All of lore.kernel.org
 help / color / mirror / Atom feed
From: David Hildenbrand <david@redhat.com>
To: linux-kernel@vger.kernel.org
Cc: linux-mm@kvack.org, David Hildenbrand <david@redhat.com>,
	Andrew Morton <akpm@linux-foundation.org>,
	"Liam R. Howlett" <Liam.Howlett@oracle.com>,
	Lorenzo Stoakes <lorenzo.stoakes@oracle.com>,
	Vlastimil Babka <vbabka@suse.cz>, Jann Horn <jannh@google.com>,
	Mike Rapoport <rppt@kernel.org>,
	Suren Baghdasaryan <surenb@google.com>,
	Michal Hocko <mhocko@suse.com>, Zi Yan <ziy@nvidia.com>,
	Matthew Brost <matthew.brost@intel.com>,
	Joshua Hahn <joshua.hahnjy@gmail.com>,
	Rakie Kim <rakie.kim@sk.com>, Byungchul Park <byungchul@sk.com>,
	Gregory Price <gourry@gourry.net>,
	Ying Huang <ying.huang@linux.alibaba.com>,
	Alistair Popple <apopple@nvidia.com>,
	Pedro Falcato <pfalcato@suse.de>, Rik van Riel <riel@surriel.com>,
	Harry Yoo <harry.yoo@oracle.com>
Subject: [PATCH v1 3/4] mm: split folio_pte_batch() into folio_pte_batch() and folio_pte_batch_ext()
Date: Fri, 27 Jun 2025 13:55:09 +0200	[thread overview]
Message-ID: <20250627115510.3273675-4-david@redhat.com> (raw)
In-Reply-To: <20250627115510.3273675-1-david@redhat.com>

Many users (including upcoming ones) don't really need the flags etc,
and can live with a function call.

So let's provide a basic, non-inlined folio_pte_batch().

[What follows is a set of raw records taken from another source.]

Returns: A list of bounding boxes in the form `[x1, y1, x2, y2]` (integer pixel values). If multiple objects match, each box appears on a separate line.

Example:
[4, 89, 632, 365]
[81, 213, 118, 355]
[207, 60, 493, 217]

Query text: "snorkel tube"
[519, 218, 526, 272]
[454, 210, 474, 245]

In zap_present_ptes(), where we care about performance, the compiler
already seem to generate a call to a common inlined folio_pte_batch()
variant, shared with fork() code. So calling the new non-inlined variant
should not make a difference.

While at it, drop the "addr" parameter that is unused.

Signed-off-by: David Hildenbrand <david@redhat.com>
---
 mm/internal.h  | 11 ++++++++---
 mm/madvise.c   |  4 ++--
 mm/memory.c    |  6 ++----
 mm/mempolicy.c |  3 +--
 mm/mlock.c     |  3 +--
 mm/mremap.c    |  3 +--
 mm/rmap.c      |  3 +--
 mm/util.c      | 29 +++++++++++++++++++++++++++++
 8 files changed, 45 insertions(+), 17 deletions(-)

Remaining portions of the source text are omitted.